Does ZF prove that the union of a $\subseteq$-chain of well-orderable sets is again well-orderable
axiom-of-choiceset-theorywell-orders
Best Answer
Suppose, for example, that $R$ is a set of socks, namely, it can be partitioned into countably many sets, $P_n$, each of size exactly $2$, and no infinitely many of them admit a choice function. The existence of such sets is consistent with $\sf ZF$ as was shown by Cohen (based on the work of Fraenkel before him).
Note, simply, that $R_n=\bigcup_{k<n}P_k$ is a finite set, and so it is certainly well-orderable, and $R=\bigcup R_n$ is certainly not well-orderable. This means that the chain $\{R_n\mid n<\omega\}$ is a chain of finite sets whose union is not well-orderable.
This can be easily repeated whenever we have a set that cannot be well-ordered, but can be written as an increasing union of well-orderable sets. For example $\Bbb R$ may be a countable union of countable sets, which implies it cannot be well-ordered, and in some cases it can be written as a union of $\omega_1$-type chain of sets of size $\aleph_1$ (but still not be well-orderable).

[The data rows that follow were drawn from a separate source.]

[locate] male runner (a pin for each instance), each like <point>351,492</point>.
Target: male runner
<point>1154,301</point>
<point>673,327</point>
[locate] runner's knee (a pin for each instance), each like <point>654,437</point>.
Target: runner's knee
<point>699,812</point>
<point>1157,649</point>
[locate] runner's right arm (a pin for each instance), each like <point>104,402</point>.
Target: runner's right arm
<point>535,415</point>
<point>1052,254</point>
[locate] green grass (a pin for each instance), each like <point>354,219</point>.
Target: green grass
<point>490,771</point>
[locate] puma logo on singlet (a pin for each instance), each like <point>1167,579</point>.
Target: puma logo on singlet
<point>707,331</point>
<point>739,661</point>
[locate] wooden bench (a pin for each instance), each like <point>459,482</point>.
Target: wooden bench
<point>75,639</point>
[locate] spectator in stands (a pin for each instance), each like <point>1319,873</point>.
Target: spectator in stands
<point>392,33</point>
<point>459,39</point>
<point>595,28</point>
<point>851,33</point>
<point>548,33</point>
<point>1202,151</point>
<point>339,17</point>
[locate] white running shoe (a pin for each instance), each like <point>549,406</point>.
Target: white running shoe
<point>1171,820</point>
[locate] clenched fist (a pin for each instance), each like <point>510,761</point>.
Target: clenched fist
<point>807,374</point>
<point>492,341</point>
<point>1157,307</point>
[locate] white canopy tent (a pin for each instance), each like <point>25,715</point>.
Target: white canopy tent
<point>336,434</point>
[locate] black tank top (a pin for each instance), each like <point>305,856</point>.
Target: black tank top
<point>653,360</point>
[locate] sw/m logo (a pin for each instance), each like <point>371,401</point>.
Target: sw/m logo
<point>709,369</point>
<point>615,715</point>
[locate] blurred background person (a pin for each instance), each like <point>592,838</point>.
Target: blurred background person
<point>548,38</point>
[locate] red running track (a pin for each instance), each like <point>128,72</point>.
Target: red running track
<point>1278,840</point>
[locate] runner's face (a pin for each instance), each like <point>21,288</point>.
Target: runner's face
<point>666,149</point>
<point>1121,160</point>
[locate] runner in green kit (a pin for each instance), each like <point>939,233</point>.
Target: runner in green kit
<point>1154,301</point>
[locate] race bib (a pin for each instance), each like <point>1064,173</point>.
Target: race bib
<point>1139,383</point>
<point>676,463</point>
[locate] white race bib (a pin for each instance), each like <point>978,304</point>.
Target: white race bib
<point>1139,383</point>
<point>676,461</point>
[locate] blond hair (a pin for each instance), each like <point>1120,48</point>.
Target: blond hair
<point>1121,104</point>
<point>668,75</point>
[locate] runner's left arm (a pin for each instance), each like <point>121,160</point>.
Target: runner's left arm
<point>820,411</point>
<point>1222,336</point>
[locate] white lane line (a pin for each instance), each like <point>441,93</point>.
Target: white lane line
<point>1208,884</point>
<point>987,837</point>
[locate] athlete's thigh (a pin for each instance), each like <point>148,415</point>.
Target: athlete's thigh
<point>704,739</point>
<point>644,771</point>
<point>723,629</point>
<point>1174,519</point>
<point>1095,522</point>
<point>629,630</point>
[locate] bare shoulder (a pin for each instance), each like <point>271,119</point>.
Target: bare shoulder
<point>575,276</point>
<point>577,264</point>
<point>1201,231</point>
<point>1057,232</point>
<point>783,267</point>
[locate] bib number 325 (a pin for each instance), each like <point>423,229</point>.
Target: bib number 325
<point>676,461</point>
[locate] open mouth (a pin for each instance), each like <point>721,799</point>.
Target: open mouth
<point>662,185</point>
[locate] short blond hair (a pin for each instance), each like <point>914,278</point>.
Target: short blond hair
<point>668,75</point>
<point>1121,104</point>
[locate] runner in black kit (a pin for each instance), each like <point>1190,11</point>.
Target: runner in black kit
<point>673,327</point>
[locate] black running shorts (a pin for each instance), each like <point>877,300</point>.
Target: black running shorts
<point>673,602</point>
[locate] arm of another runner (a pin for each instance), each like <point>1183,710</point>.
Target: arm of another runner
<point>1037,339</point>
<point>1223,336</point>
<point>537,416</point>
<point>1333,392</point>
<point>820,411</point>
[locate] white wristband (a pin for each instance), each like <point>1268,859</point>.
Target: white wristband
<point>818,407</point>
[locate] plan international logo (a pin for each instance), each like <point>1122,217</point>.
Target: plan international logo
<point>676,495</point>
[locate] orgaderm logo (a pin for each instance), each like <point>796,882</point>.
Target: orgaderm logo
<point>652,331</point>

Okay, so maybe we can do this works for any set that cannot be well-ordered? Well, not quite. We say that $A$ is amorphous if it cannot be written as a disjoint union of two infinite sets. Note that this includes all the finite sets, but we'll usually discard them implicitly.
One quirky property of amorphous sets is that every function into any linearly ordered set must have a finite range. In particular, any chain of subsets must be finite. But since all the well-orderable subsets of an amorphous set are finite, that means that any chain of well-orderable sets is a finite set of finite subsets, so its union is finite, and thus well-orderable.
So, the final question remaining, does the statement "the union of a chain of well-orderable sets is well-orderable" imply the axiom of choice after all? I'd reckon the answer is again negative, but I don't have a proof off-hand.